First, in your Sort Lines dialog screenshot, you need to select the 
"Specific sub-patterns:" option instead of "Entire match" in order for the 
lines to be sorted by your column sorting criteria (MSGNO, ADRC_COUNTRY, 
ADRC_REGION, ADRC_POST_CODE1, ADRC_CITY1, ADRC_CITY2, ADRC_STREET and 
ADRC_HOUSE_NUM1). Since the sort lines grep pattern:

\d{3};\w{3};[^;]*;[^;]*;\d{10};(\w{2});(\d{2});(\d{5});([^;]*);[^;]*;([^;]*);([^;]*);([^;]*);[^;]*;\w{2};\d{2};\d{5};[^;]*;\d{12};[^;]*;[^;]*;\d{8};[^;]*;\d{12};[^;]*;[^;]*;\d;\d;\d;\d;\d;\d;\d;\d;([^;]*);[^\n]*

will match every line in your example, using the "Entire match" option 
devolves the sort into a simple whole line string sort which would put the 
MSGNO (i.e. \8 in the example) column contents last instead of first in the 
sort order. (See the "Sort Lines" section in Chapter 5 of the BBEdit User 
Manual for details of using sub-pattern sort ordering.)

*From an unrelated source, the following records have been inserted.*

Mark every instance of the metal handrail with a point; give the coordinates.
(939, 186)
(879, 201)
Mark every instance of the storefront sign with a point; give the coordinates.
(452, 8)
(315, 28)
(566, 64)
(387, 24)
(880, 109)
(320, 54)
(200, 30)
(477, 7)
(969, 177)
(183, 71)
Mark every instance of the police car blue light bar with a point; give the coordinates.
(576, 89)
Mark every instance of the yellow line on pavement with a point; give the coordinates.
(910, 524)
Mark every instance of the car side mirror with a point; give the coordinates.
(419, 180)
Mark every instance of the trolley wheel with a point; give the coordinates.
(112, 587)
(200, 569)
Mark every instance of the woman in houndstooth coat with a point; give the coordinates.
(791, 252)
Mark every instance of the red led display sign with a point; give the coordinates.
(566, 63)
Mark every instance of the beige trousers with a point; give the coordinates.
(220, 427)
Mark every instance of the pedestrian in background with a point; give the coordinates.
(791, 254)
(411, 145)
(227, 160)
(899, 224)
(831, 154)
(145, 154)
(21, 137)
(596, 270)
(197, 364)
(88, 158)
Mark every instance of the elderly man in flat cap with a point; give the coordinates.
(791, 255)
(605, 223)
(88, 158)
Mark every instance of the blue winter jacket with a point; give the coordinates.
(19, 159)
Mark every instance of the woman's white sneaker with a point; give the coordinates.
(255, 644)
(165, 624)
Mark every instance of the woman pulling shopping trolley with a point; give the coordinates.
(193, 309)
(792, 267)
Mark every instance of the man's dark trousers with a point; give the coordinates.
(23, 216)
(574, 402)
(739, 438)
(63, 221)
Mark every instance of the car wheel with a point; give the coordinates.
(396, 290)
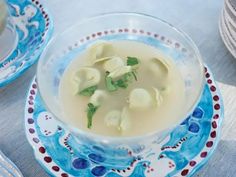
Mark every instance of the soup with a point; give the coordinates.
(122, 88)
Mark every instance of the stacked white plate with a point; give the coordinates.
(227, 25)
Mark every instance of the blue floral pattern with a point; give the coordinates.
(34, 29)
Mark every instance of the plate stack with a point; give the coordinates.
(227, 25)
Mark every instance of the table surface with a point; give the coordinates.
(198, 18)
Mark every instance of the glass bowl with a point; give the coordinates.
(118, 26)
(8, 35)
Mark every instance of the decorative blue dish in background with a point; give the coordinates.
(34, 28)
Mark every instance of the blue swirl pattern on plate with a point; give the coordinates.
(34, 29)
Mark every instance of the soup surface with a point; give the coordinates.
(122, 88)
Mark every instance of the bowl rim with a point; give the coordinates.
(109, 139)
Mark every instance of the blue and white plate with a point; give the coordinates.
(182, 153)
(34, 29)
(8, 168)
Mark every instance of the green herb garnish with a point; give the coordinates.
(109, 83)
(131, 61)
(90, 112)
(89, 91)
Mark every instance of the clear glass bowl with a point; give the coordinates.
(8, 35)
(115, 26)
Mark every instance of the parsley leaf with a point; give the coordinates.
(90, 113)
(109, 83)
(134, 74)
(88, 91)
(121, 83)
(131, 61)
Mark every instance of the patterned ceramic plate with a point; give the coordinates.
(182, 153)
(34, 28)
(7, 168)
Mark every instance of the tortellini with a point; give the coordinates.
(98, 97)
(120, 71)
(86, 77)
(140, 98)
(113, 63)
(125, 123)
(100, 51)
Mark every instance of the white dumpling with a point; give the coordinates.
(86, 77)
(140, 98)
(113, 63)
(160, 67)
(98, 97)
(113, 118)
(100, 51)
(158, 96)
(125, 122)
(120, 71)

With the "Entire match" option, if you look at every 2..> line the left 
part of each line is the same until you get to the part of the string with 
the ADRC_ADDRNUMBER characters so the differences in that part of the 
string is Sort Line's "Entire match" is using to determine the ordering of 
the whole line strings.

Using the "Specific sub-patterns:" option is what allows you to specify 
what substring part(s) of a string/line and what composed ordering of those 
concatenated substring will be used in determining the sort ordering 
between whole strings/lines.

To see what's going on with Sort Lines' "Specific sub-patterns:" option you 
can use BBEdit's Pattern Playground to see what the concatenated substring 
for a line is being used to determine line sort ordering. For "Search 
pattern:" put:

\d{3};\w{3};[^;]*;[^;]*;\d{10};(\w{2});(\d{2});(\d{5});([^;]*);[^;]*;([^;]*);([^;]*);([^;]*);[^;]*;\w{2};\d{2};\d{5};[^;]*;\d{12};[^;]*;[^;]*;\d{8};[^;]*;\d{12};[^;]*;[^;]*;\d;\d;\d;\d;\d;\d;\d;\d;([^;]*);[^\n]*

and for "Replace pattern" put:

\8\1\2\3\4\5\6\7

and for "Contents of" chose an open example file.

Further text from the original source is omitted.